Give his regards to MSU Denver
From Broadway and Sondheim to receiving his diploma, this graduate is crossing stages to great acclaim.
Ernest Ebell has crafted a winning score by combining experience with education, two things that go together like music and theater.
He’d know a thing or two about those, too. Before entering MSU Denver, the composition major and musical theatre minor worked as a music copyist under the glittering lights of Broadway in New York City.
Ebell had a first look at Stephen Sondheim’s draft lyrics, fresh from a fax machine, and saw his own music performed onstage at Lincoln Center. And while visiting Ruth Ellington, the sister of legendary American composer, pianist, and bandleader Duke Ellington, he held transcriptions of her brother’s music in his hands.
But Broadway, as many industries do, began to change – and with it, the copyist’s role.
“Orchestras are smaller [now], so there are fewer parts to write,” Ebell said. “Music is often composed electronically and software extracts the parts for each instrument.”
So, for his next act, Ebell chose to run his own road – right into a transformative education at MSU Denver.
Today, Ebell has a much broader range of musical interests than he had four years ago, crediting his study with a few of the University’s top music professors—Fred Hess, Leanna Kirchoff and Cherise Leiter for composition and Grammy winner R. J. Miller for orchestration.
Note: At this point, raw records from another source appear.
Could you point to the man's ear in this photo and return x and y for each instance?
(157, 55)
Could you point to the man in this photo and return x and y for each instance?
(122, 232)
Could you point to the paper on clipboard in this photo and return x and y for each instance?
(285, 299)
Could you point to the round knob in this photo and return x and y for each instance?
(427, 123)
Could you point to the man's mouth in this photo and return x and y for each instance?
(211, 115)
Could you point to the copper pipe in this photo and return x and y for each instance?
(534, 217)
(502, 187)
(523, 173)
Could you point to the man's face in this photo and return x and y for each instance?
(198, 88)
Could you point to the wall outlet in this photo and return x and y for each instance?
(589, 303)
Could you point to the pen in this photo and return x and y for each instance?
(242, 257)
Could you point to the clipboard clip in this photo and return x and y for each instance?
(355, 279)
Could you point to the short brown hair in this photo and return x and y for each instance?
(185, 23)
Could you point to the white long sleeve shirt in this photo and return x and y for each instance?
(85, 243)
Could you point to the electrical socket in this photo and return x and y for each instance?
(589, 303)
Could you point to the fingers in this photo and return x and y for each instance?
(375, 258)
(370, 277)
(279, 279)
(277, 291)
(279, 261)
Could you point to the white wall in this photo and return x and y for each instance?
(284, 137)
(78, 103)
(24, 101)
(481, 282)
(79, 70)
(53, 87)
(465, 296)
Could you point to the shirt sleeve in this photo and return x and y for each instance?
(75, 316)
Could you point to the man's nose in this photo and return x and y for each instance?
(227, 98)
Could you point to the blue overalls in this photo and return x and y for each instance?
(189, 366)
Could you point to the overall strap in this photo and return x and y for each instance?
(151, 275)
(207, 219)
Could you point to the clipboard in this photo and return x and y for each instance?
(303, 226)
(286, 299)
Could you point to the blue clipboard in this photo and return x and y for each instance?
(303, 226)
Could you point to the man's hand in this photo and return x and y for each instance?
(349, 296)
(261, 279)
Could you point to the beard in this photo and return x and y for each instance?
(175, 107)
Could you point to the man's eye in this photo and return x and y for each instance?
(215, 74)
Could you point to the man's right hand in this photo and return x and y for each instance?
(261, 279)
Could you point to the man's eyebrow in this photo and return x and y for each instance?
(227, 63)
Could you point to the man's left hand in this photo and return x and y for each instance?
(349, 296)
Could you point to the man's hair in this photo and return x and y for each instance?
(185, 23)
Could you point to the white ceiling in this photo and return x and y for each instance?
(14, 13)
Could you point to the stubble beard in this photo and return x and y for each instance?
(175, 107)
The summa cum laude graduate is also the recipient of an ensemble of awards, including the Max DiJulio Prize for Composition, the Christopher Priolo Endowed Scholarship for Music Composition and the L. Quinn-Rudolph Award for Music and Scholarship.
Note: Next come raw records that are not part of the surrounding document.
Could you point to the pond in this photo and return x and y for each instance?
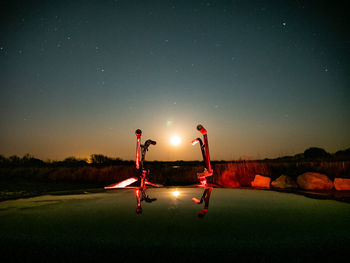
(240, 225)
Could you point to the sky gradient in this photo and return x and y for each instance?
(265, 78)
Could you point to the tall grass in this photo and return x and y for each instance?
(230, 174)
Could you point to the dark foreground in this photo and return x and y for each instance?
(241, 226)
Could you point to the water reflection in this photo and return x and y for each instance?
(205, 198)
(141, 180)
(208, 171)
(141, 196)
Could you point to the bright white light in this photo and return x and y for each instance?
(176, 193)
(175, 140)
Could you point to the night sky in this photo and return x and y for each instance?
(265, 78)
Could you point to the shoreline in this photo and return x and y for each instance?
(341, 196)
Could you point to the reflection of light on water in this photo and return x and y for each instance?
(176, 193)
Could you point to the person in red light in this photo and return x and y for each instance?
(206, 173)
(141, 179)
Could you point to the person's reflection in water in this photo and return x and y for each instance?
(205, 198)
(141, 196)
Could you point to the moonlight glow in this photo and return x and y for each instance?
(175, 140)
(176, 193)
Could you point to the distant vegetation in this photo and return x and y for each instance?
(27, 175)
(98, 160)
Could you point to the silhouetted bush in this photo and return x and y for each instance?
(315, 152)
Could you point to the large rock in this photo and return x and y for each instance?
(314, 181)
(284, 182)
(261, 181)
(342, 184)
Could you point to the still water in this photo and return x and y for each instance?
(241, 224)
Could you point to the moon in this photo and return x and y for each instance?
(175, 140)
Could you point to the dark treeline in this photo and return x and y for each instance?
(98, 160)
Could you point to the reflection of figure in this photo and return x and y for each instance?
(205, 198)
(141, 196)
(206, 173)
(141, 180)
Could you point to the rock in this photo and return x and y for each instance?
(314, 181)
(342, 184)
(284, 181)
(261, 181)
It’s this comprehensive instruction, including general education classes such as the physics of sound, that Ebell credits for setting a successful arrangement on an already accomplished stage.
“When I decided to go to school I realized there was a lot I didn’t know,” he said. “I knew what a fugue was, but I didn’t know how to write one. I had heard funny things done with woodwinds, but I didn’t know what to call them. But at MSU Denver, I also learned that there were things that I didn’t know I didn’t know.
“School broadened my ears into sonorities I would never have written—nor would I have cared to.”
Case in point was the piece—Eu Son Alianor (I Am Eleanor)—that Ebell prepared for his final-semester composition department reading. Having gained a great appreciation for music history and an acquired ear for richer and more complex harmonic languages, Ebell set an 800-year-old text to original music.
And it came to a crescendo earlier this month, when was performed by the Playground Ensemble on campus at the King Center.
Though it doesn’t span centuries, Ebell’s personal music history also goes far back. At age 7, he was writing songs. At 11, he briefly took up the violin and at 17 he had his first professional acting gig. In his twenties, he moved to New York, where, among other jobs, he worked at King Brand Music.
There, he said, he sold “everything a music copyist would need—giant sheets of manuscript paper with staves on them, ink and pens.”
He learned the copyist trade, working in a room with about a dozen other professionals and lots of cigarettes and coffee, for several weeks at a time. Today, Ebell said, it takes far fewer copyists to do the job.
“It’s a double-edged sword,” he said. “Compositions look cleaner and there are fewer mistakes, but the computer pushes the composer to write in ways that are easiest for the computer. It wants you to follow certain rules.”
But, as Ebell learned from professor Fred Hess, art is about knowing the rules – and, equally as important, when to break them.
After graduating, he plans to stay in Denver and pursue a career in composition. He is especially drawn to chamber opera, which involves fewer performers and a small orchestra. He hopes to continue volunteering with the Creating Original Operas program at Charles Semper Elementary School, where his wife, who plays the French horn with the Arapahoe Philharmonic, is a music teacher.
Whatever Ebell does, he says he will “write without restraint.” He may not scribe everything by hand, but he will begin at the piano with a pencil and blank manuscript.
“My writing will draw upon both my more conventional musical theatre background and the new tastes and tools I have gained here at MSU Denver,” Ebell said.